Decidido a no perderla, dejó el orgullo de lado y por primera vez en su existencia, pidió ayuda, rogando al universo porque su súplica fuese atendida.
—Ayúdanos, por favor —Elliot se fijó en aquel hombre que parecía tan desesperado como él cuando perdió a su Emily.
—Te escucho.
Altair explicó lo que ocurría y cómo Elliot podía ayudarles. Tras sopesar los pro y los contra, el anciano tomó una decisión. No sin antes pedir en voz alta lo que anhelaba su corazón.
—¿será doloroso? —Elliot pensaba en la agonía de aquella mujer y se estremeció.
—te doy mi palabra de que no. Solo será como cuando te vas a dormir —Ecluise no podía creer que aquel anciano estuviese dispuesto a sacrificarse.
—Estoy listo.
Altair y Ecluise se miraron un instante. Jamás olvidarían a aquella alma noble que les había obsequiado una segunda oportunidad.

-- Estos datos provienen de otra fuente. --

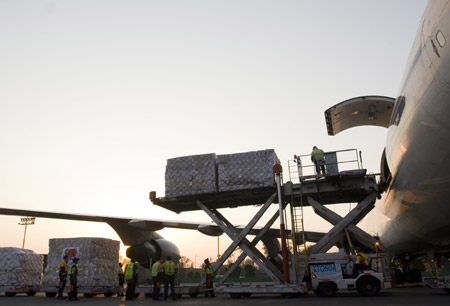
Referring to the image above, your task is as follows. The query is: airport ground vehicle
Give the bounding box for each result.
[309,253,391,296]
[424,276,450,293]
[151,150,391,298]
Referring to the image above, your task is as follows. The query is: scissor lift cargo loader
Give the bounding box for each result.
[153,149,379,297]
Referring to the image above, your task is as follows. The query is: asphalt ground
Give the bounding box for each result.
[0,287,450,306]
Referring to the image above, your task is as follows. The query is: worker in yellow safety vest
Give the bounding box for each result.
[163,256,177,301]
[311,146,325,175]
[355,247,369,272]
[125,258,138,300]
[205,258,216,297]
[152,258,164,301]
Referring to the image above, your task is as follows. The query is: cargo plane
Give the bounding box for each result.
[0,0,450,276]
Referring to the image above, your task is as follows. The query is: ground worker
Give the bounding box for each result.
[117,262,125,296]
[163,256,177,301]
[152,258,164,301]
[124,258,138,301]
[311,146,325,175]
[205,258,216,297]
[58,255,69,300]
[69,257,80,301]
[355,247,369,272]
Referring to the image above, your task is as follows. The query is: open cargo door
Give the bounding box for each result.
[325,96,395,135]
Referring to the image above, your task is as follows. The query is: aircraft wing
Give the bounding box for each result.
[325,96,395,135]
[0,208,324,245]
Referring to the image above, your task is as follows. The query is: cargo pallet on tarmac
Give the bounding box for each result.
[38,286,122,297]
[0,285,40,296]
[135,284,205,299]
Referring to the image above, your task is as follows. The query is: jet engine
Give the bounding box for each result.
[127,239,181,268]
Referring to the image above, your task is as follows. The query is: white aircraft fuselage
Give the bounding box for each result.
[377,1,450,254]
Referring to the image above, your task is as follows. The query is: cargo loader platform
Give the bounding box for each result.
[150,185,277,213]
[151,169,378,213]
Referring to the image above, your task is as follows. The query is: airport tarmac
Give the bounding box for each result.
[0,287,450,306]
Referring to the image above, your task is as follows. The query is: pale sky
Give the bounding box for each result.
[0,0,426,263]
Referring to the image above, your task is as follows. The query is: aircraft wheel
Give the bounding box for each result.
[356,276,381,296]
[317,282,337,297]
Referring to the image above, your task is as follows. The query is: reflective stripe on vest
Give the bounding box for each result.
[164,260,175,275]
[152,261,161,277]
[125,262,134,280]
[205,264,214,275]
[313,148,323,161]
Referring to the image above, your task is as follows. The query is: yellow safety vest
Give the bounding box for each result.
[311,148,323,161]
[356,252,369,266]
[125,262,134,280]
[152,260,161,277]
[205,264,214,275]
[69,263,78,275]
[164,260,176,276]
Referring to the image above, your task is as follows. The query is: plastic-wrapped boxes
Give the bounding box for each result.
[42,238,120,287]
[0,248,42,286]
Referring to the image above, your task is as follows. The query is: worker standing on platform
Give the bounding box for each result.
[311,146,325,175]
[163,256,177,301]
[117,262,125,296]
[205,258,216,297]
[152,258,164,301]
[69,257,80,301]
[58,255,69,300]
[125,258,138,300]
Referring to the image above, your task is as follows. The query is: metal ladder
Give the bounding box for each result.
[288,156,308,282]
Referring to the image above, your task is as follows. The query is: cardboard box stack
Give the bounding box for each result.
[165,154,217,197]
[216,150,277,191]
[165,149,278,197]
[0,248,42,286]
[42,238,120,287]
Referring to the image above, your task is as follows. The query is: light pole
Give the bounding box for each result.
[19,217,36,249]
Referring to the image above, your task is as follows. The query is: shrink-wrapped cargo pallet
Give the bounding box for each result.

Elliot no supo qué ocurrió. Durante aquel tiempo en que permaneció tendido al lado de la mujer, solo pensaba en su Emily y en la hermosa vida que habían vivido juntos. Con lentitud fue cerrando los ojos hasta que exhaló su último aliento. Labo le lamía el rostro mientras gimoteaba, confundido.
—¿Cumplirás tu promesa? —Altair asintió, solemne.
—Es lo mínimo que puedo hacer luego del obsequio que nos ha dado —Ecluise entrelazó sus dedos con los de Altair.
El cuerpo del señor Elliot fue enterrado junto al de su amada esposa. Desde las alturas, el anciano frunció el entrecejo un instante. Emily se le acercó, abrazándolo con esa ternura tan cálida que a él siempre le había fascinado.
—Un beso por tus pensamientos —El señor Elliot relajó el entrecejo.
—mejor que sean dos, cariño.
—Vale, entonces serán dos —Elliot sonrió un instante y luego volvió a fruncir el entrecejo.
—¿qué ocurre, querido?
—que no tengo nada para ti esta Navidad. Con tantas cosas, olvidé la bailarina sobre la repisa.
Emily soltó una risita cantarina. Elliot olvidó lo que le había estado preocupando.
—tontín, pero si mi regalo de Navidad eres tú, cariño —Labo agitaba la cola con entusiasmo, mientras Emily y Elliot echaban a andar adentrándose en aquel paisaje invernal.
Ecluise observaba la escena, enternecida, mientras Altair le abrazaba desde atrás.
—Ha sido un generoso detalle por tu parte traer al compañero de Elliot —Altair le daba un beso en la coronilla, estrechándola con fuerza entre sus brazos.
—Nada se compara a la generosidad de esa alma —Ecluise se apartó, girándose para verle la cara.
—¿Podrás perdonarme?
—Ya lo he hecho.
Altair la atrajo hacia sí, inclinándose para besarla como si en ello se le fuese la existencia. Ecluise se aferró a su cuello y dejó que el amor que había albergado en su corazón por tanto tiempo, fluyese libre y sin ataduras. Por primera vez se dio el permiso de sentir lo que el poder del amor podía lograr. Mientras sus almas se fundían en aquel beso, Ecluise supo que entre ambos se había forjado un vínculo que los uniría por toda la eternidad.
Esta historia ha sido creada para participar en el ‘Imagena’ desafío literario de diciembre propuesto por Jessica Galera en su Fantépica.